Der Kopierdrang im Reich der Mitte hat noch einmal zugenommen. Nur wer seine Patente und Markenzeichen auch in China eintragen lässt, hat überhaupt eine Chance auf dem dortigen Markt gegen Fälscher vorzugehen.

Stephan Luerssen traute seinen Augen kaum: Nur wenige Meter neben dem eigenen Messestand seiner Bitzer Kühltechnik Beijing präsentierte ein einheimischer, chinesischer Anbieter fast baugleiche Kompressoren. Und sogar das grüne Markenzeichen war äußerst ähnlich nachgemacht. Sofort setzte Geschäftsführer Luerssen einen Anwalt in Marsch, der dafür sorgte, dass der Stand des fiesen Konkurrenten abgedeckt und die kopierten Markenzeichen noch an Ort und Stelle unkenntlich gemacht wurden. Das war vor einem Jahr. In diesem Jahr blieb die Industrieausstellung aus Luerssens Sicht sauber.
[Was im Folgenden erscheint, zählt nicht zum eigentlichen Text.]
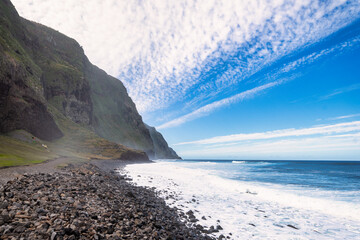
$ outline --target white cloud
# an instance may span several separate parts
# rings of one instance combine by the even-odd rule
[[[360,113],[357,113],[357,114],[350,114],[350,115],[343,115],[343,116],[333,117],[333,118],[329,118],[329,120],[341,120],[341,119],[354,118],[354,117],[359,117],[359,116],[360,116]]]
[[[343,94],[343,93],[347,93],[347,92],[351,92],[351,91],[355,91],[355,90],[359,90],[359,89],[360,89],[360,84],[353,84],[353,85],[350,85],[350,86],[347,86],[347,87],[344,87],[344,88],[336,89],[332,93],[330,93],[328,95],[325,95],[325,96],[322,96],[319,99],[320,100],[326,100],[326,99],[332,98],[334,96],[337,96],[337,95],[340,95],[340,94]]]
[[[178,150],[178,153],[192,158],[359,160],[360,134],[260,141]]]
[[[239,141],[249,141],[249,140],[265,140],[273,138],[284,138],[284,137],[300,137],[300,136],[309,136],[309,135],[329,135],[329,134],[339,134],[346,132],[360,131],[360,121],[338,123],[325,126],[316,126],[311,128],[302,128],[302,129],[282,129],[268,132],[259,132],[259,133],[243,133],[243,134],[232,134],[227,136],[213,137],[198,141],[192,142],[182,142],[175,144],[176,145],[185,145],[185,144],[219,144],[219,143],[229,143],[229,142],[239,142]]]
[[[125,83],[141,113],[192,92],[220,93],[360,13],[357,0],[13,3],[25,18],[78,40],[93,63]],[[199,77],[220,60],[232,65],[211,82]]]
[[[234,134],[176,145],[179,154],[192,158],[359,160],[360,121]]]
[[[280,68],[274,69],[272,72],[268,73],[268,76],[267,76],[267,80],[269,80],[269,79],[281,79],[281,80],[277,80],[277,81],[274,81],[274,82],[271,82],[268,84],[264,84],[264,85],[255,87],[251,90],[235,94],[232,97],[228,97],[223,100],[215,101],[213,103],[207,104],[207,105],[200,107],[197,110],[194,110],[194,111],[192,111],[188,114],[185,114],[181,117],[167,121],[167,122],[161,124],[160,126],[158,126],[157,128],[165,129],[165,128],[179,126],[179,125],[189,122],[191,120],[206,116],[209,113],[211,113],[211,112],[215,111],[216,109],[221,108],[223,106],[244,100],[245,98],[253,97],[255,94],[263,92],[263,90],[265,90],[265,89],[283,84],[289,80],[292,80],[292,79],[298,77],[299,75],[301,75],[300,73],[297,73],[297,74],[293,73],[293,71],[296,70],[297,68],[301,68],[304,65],[312,64],[316,60],[318,60],[322,57],[328,56],[328,54],[330,54],[334,51],[344,52],[345,50],[349,49],[349,47],[352,47],[353,45],[357,44],[359,41],[360,41],[360,38],[355,37],[344,43],[340,43],[340,44],[335,45],[330,48],[325,48],[319,52],[313,52],[309,55],[300,57],[292,62],[283,64]],[[289,72],[292,73],[291,76],[286,75]],[[355,84],[355,85],[345,88],[345,90],[342,89],[342,92],[356,90],[358,88],[358,85],[359,84]],[[214,96],[215,94],[213,92],[208,93],[207,97],[209,97],[209,95]],[[194,105],[194,103],[195,103],[195,105],[198,104],[198,102],[200,101],[199,99],[201,99],[203,97],[204,96],[194,97],[191,101],[187,102],[187,107]]]
[[[229,98],[225,98],[219,101],[215,101],[213,103],[207,104],[191,113],[188,113],[184,116],[181,116],[179,118],[176,118],[174,120],[171,120],[169,122],[166,122],[158,127],[156,127],[157,129],[164,129],[164,128],[170,128],[170,127],[175,127],[175,126],[179,126],[185,122],[194,120],[196,118],[208,115],[209,113],[215,111],[218,108],[221,108],[223,106],[229,105],[231,103],[234,102],[238,102],[238,101],[242,101],[244,99],[249,99],[254,97],[256,94],[258,94],[261,91],[264,91],[268,88],[274,87],[278,84],[281,84],[281,81],[277,81],[277,82],[272,82],[272,83],[268,83],[241,93],[238,93],[232,97]]]

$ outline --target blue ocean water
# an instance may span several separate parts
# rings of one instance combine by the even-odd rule
[[[183,167],[304,195],[360,203],[360,161],[178,160]]]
Gewonnen hat der technologische und – zusammen mit einem chinesischen Produzenten – auch mengenmäßige Marktführer bei Kompressoren für Kälteanlagen aller Art damit zwar eine Schlacht, aber nicht den Krieg. Regelmäßig prüft der beauftragte Anwalt, ob irgendwo in China ähnliche Erzeugnisse wie die Bitzer-Produkte als Gebrauchsmuster eingetragen werden sollen. Dann schreitet der Jurist ein. Für Bitzer Kühltechnik ist das dennoch keine Freude, denn selbst wenn ein Schmutzkonkurrent gestoppt werden kann: Der nächste kommt bestimmt.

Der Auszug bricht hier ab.